鶫は表情に出さない様に、思考を巡らせた。変身中は言葉遣いが荒くならない様に気を付けてはいるが、それでも違和感が残る。
ならば、どうするのが正解なのか――そう、
そう、人に優しく、いつも穏やかで、誰からも好感を抱かれる人物――七瀬千鳥のことを。
鶫はマシンガンのように質問を投げかけてくる報道陣に、すっと手のひらを向けた。静かにして欲しい、という無言のジェスチャーである。そんな鶫の意図が分かったのか、報道陣は顔を見合わせて、渋々と言った様子で黙った。ここで鶫の機嫌を損ねるの得策ではないと思ったのかもしれない。
それに対し、鶫は嬉しそうな笑みを浮かべ、綺麗にお辞儀をした。そしてゆっくりと顔を上げると、微笑みを絶やさない様に意識しながら、口を開いた。

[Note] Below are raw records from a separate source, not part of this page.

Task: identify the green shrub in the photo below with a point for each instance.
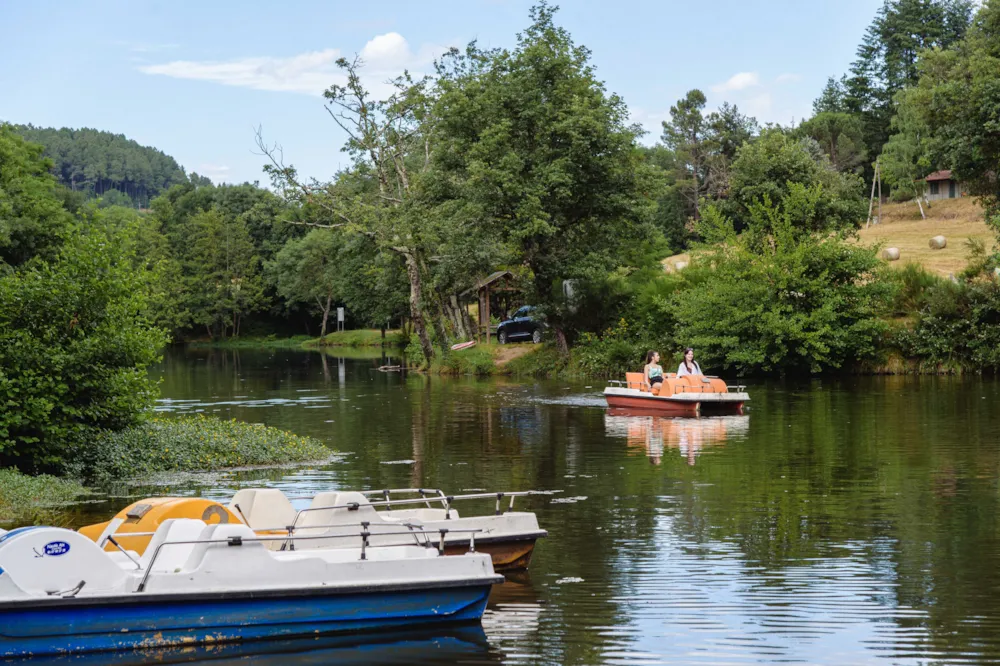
(28, 500)
(779, 297)
(193, 444)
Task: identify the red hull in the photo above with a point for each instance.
(659, 405)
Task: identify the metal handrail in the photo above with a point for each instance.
(239, 541)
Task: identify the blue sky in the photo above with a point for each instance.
(194, 78)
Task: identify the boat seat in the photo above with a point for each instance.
(219, 556)
(263, 507)
(172, 558)
(636, 380)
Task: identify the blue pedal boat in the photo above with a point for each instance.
(198, 584)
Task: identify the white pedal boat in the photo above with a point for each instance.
(196, 583)
(508, 536)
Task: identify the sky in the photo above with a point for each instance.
(194, 79)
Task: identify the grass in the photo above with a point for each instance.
(955, 219)
(361, 337)
(26, 500)
(195, 444)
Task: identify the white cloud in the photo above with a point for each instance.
(740, 81)
(310, 73)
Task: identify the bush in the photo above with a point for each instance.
(193, 444)
(28, 500)
(779, 297)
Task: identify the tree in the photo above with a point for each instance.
(529, 144)
(841, 135)
(32, 219)
(780, 297)
(223, 270)
(766, 169)
(687, 135)
(958, 98)
(75, 337)
(390, 148)
(906, 160)
(307, 270)
(888, 55)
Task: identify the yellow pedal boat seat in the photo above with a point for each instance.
(147, 514)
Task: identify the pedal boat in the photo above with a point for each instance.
(60, 593)
(690, 395)
(507, 535)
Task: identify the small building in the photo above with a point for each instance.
(941, 185)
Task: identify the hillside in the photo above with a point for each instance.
(100, 164)
(955, 219)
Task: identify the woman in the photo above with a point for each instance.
(653, 371)
(688, 366)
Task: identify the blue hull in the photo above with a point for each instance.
(65, 626)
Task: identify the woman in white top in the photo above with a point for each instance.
(688, 366)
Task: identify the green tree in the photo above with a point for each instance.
(223, 273)
(307, 270)
(75, 337)
(766, 169)
(841, 136)
(779, 297)
(958, 98)
(530, 143)
(32, 219)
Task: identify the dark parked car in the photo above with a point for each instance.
(522, 326)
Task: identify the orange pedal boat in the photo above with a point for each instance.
(690, 395)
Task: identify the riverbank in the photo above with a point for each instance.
(26, 500)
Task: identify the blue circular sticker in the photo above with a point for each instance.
(56, 548)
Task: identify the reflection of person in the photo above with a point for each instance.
(688, 366)
(653, 371)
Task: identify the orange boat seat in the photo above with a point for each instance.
(636, 380)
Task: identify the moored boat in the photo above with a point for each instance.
(690, 395)
(508, 536)
(197, 583)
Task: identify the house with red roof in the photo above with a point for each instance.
(942, 185)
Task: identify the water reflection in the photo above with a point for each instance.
(651, 433)
(458, 645)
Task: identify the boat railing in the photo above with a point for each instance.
(240, 540)
(446, 501)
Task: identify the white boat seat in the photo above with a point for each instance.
(221, 557)
(171, 558)
(263, 507)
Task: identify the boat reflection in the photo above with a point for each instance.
(513, 611)
(464, 644)
(647, 431)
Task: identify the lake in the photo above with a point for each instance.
(845, 521)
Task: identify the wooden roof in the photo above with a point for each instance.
(939, 175)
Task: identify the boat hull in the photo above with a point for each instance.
(62, 626)
(681, 404)
(508, 553)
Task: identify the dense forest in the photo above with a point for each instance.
(520, 159)
(106, 165)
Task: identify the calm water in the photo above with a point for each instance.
(838, 522)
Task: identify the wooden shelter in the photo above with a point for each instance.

「初めまして、葉隠桜と申します。――インタビューとのことですが、質問によっては返答できない部分もあると思います。それでもよろしければお付き合いしますよ」
◆ ◆ ◆
――葉隠桜は、いま話題の人である。それがメディアの認識だった。
突如として箱根に現れたA級の魔獣に、死を覚悟して立ち向かった勇気ある少女。――あるいは、英雄。
ここまで彼女が大きく騒がれているのは、見事に魔獣を打倒したからだ。もしもあの時彼女が死んでいたならば、精々夕方のニュースで追悼の言葉が述べられて終わりだったろう。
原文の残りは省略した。